Getting beyond friends and family

The whole thing is curiously incestuous - but the explicit goal is to grow beyond the small coterie of driven rich who are currently involved. Indeed, it's fair to say that SA's biggest sales challenge is that its best prospects are mostly busy enlarging their fortunes rather than sitting back and enjoying them.

But let me get on with the story...

Most of us "friends of Charles" arrived last Wednesday, and stayed up long enough for a welcome reception where various people I would later learn to recognize told us about the flight, about Charles and about the context. I sorely missed name badges. They may destroy intimacy, but they are transparent: They acknowledge that people may not know one another, and they help those people recognize one another. Especially in a group such as this (Martha Stewart, various Microsoft millionaires, and others) privacy may be an issue, but after all the point is to mingle. By the end of the three days, I knew most everyone by sight, but I wasn't sure of everyone's name and there were many times I wished I had a name-badge hint. (Yes, several of us mentioned this to SA. This was their largest group ever, and I suspect they will change their policy.)

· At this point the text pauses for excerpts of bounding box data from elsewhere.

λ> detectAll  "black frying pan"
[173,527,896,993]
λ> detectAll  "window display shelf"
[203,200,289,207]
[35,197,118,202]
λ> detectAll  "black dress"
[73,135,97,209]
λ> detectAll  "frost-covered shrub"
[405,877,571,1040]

We spent most of Wednesday visiting Star City, where the cosmonauts get their training. I had been there back in 1989, part of an informal delegation of about four people arranged informally by a Russian friend. Indeed, it's ironic that Space Adventures has to go to the Russian government to fulfill its commercial mission. Both in 1989 and just now, we got the kind of access in Russia that we could not have had as private visitors in the US, ranging from our tour of Star City. In 1989 I actually got to try on a space suit (very snug!). This time, we just got to take photographs. But we crept up on an actual cosmonaut in training, diligently trying to concentrate in his tiny capsule while we snapped away.

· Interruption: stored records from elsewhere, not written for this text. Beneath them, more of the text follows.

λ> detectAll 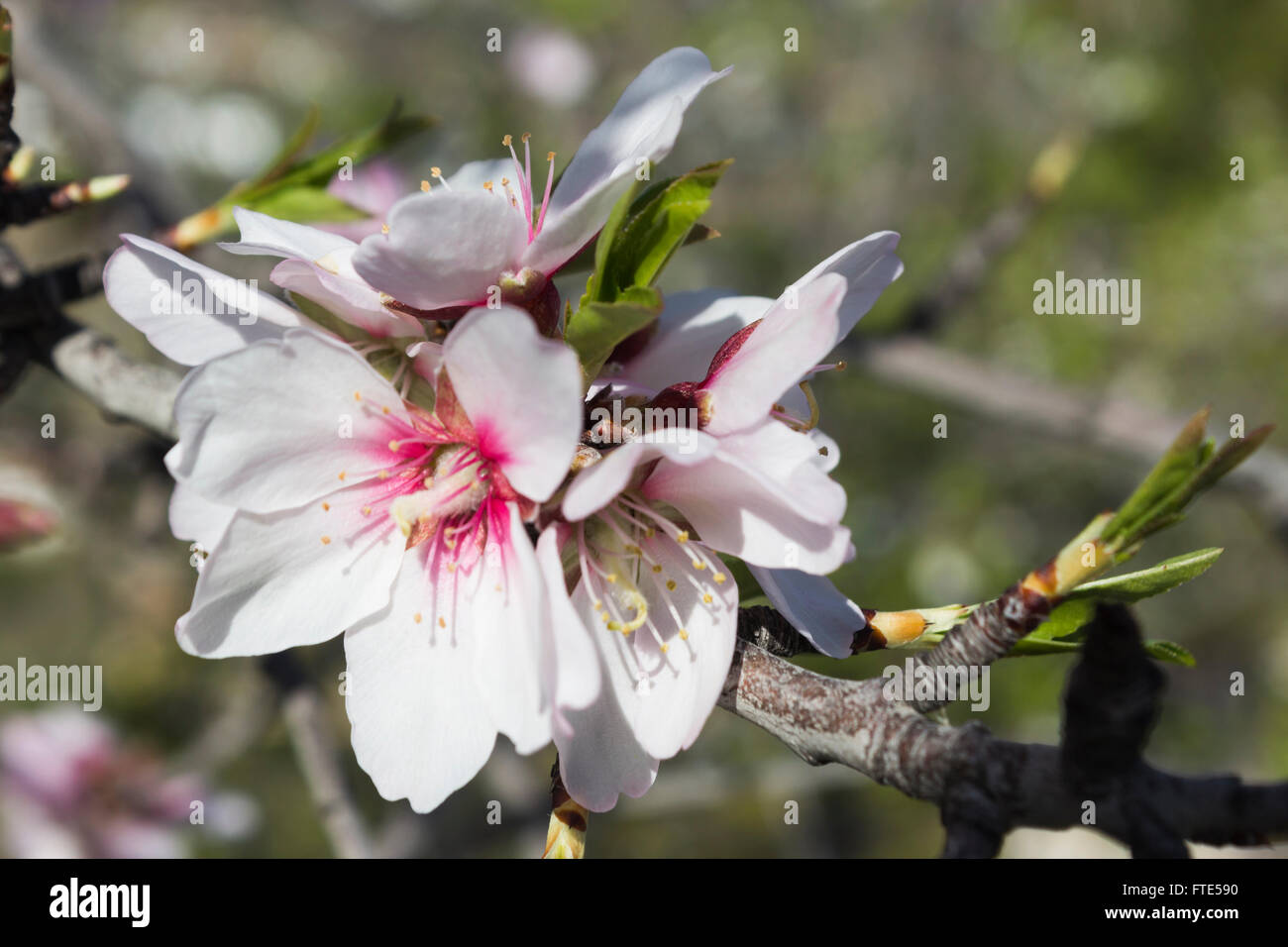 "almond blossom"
[602,231,903,657]
[0,707,258,858]
[550,235,901,810]
[353,47,728,310]
[167,307,597,810]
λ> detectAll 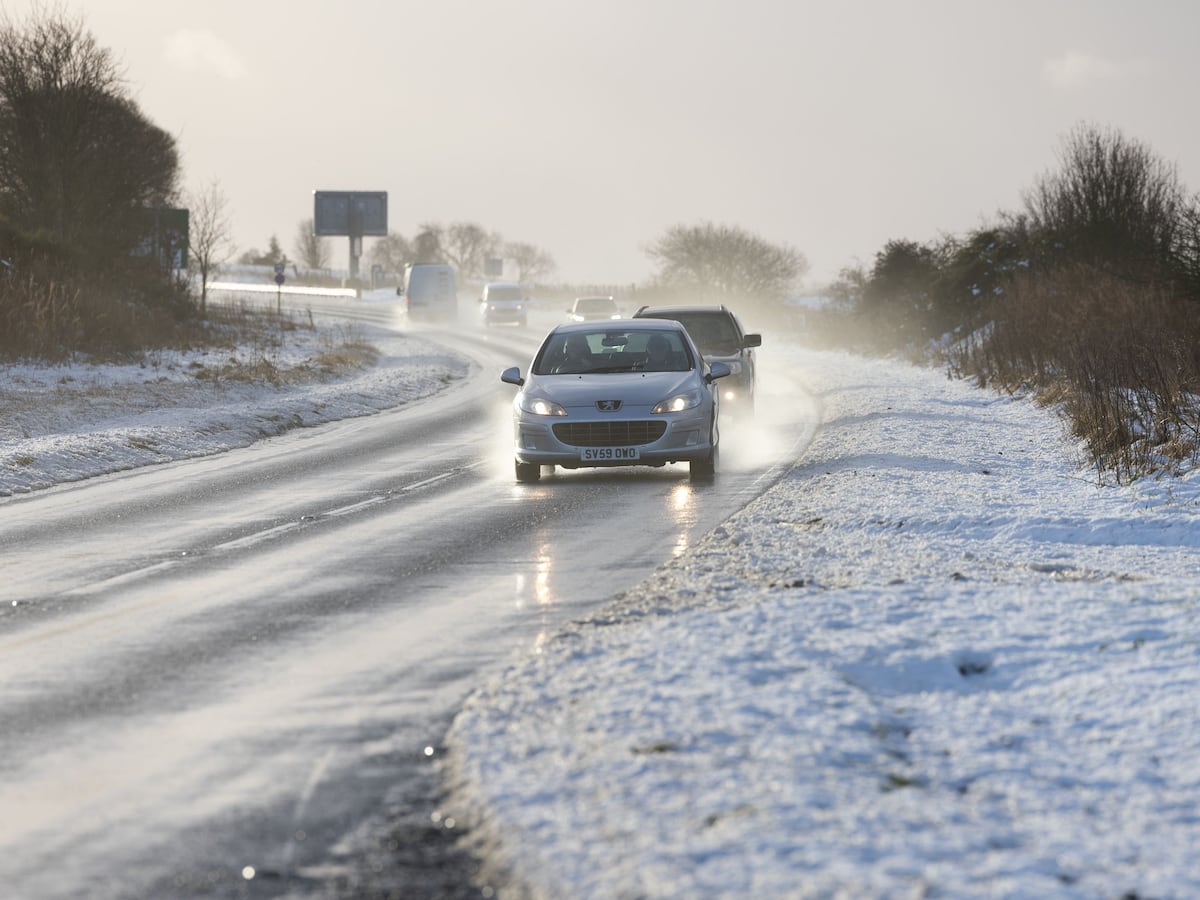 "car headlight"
[650,390,703,413]
[517,394,566,415]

The main message we got was "This is not easy!" Charles has undergone about 900 hours of training, some in Russian (so he can talk to his fellow cosmonauts), some in theory, but much of it in a wide variety of emergency procedures that with luck he will never use. But, noted Greg Olsen, "When we had depressurization on [my mission] TMA-7, I didn't have to think for a moment which button to push" to start a flow of oxygen to fix the situation.

We saw the water tank where the cosmonauts train on taking equipment apart in space. And we ran into another astronaut, Nicole Stott, who was there in training (NASA-Russian Space Agency cooperation) and joined us for lunch. "I like it better here," she said [paraphrase]. "There's a platform that raises and lowers the equipment, so you can walk around it while it's dry before you try to handle it underwater." That's not like cheating on a test; it's like increasing someone's knowledge of the equipment by letting them get a better look at it.

But my favorite was the huge bottle-shaped centrifuge, which is used to either weed out unfit people and to make the fit *more* fit, by getting them used to multiple Gs. They insert you from the side in a little capsule and then swing you around at a few revolutions a minute. FWIW, we learned, it's much easier to take gravity when you are prone or curled up on your back like a fetus; the big problem is not that you can't lift yourself but that all the blood drains from your head. But other than ascent and descent, when you are weightless, the challenge is the opposite; your head gets engorged with blood and that can give you a heavy-headed, head-achy feeling. Fellow tour-goer Sandy Hill and I both think Space Adventures should offer a turn in the centrifuge as a separate ride, a heaviness counterpart to the Zero-G weightless flights. We had no idea what the RSA would charge...but we did note that the machine was idle while we were there!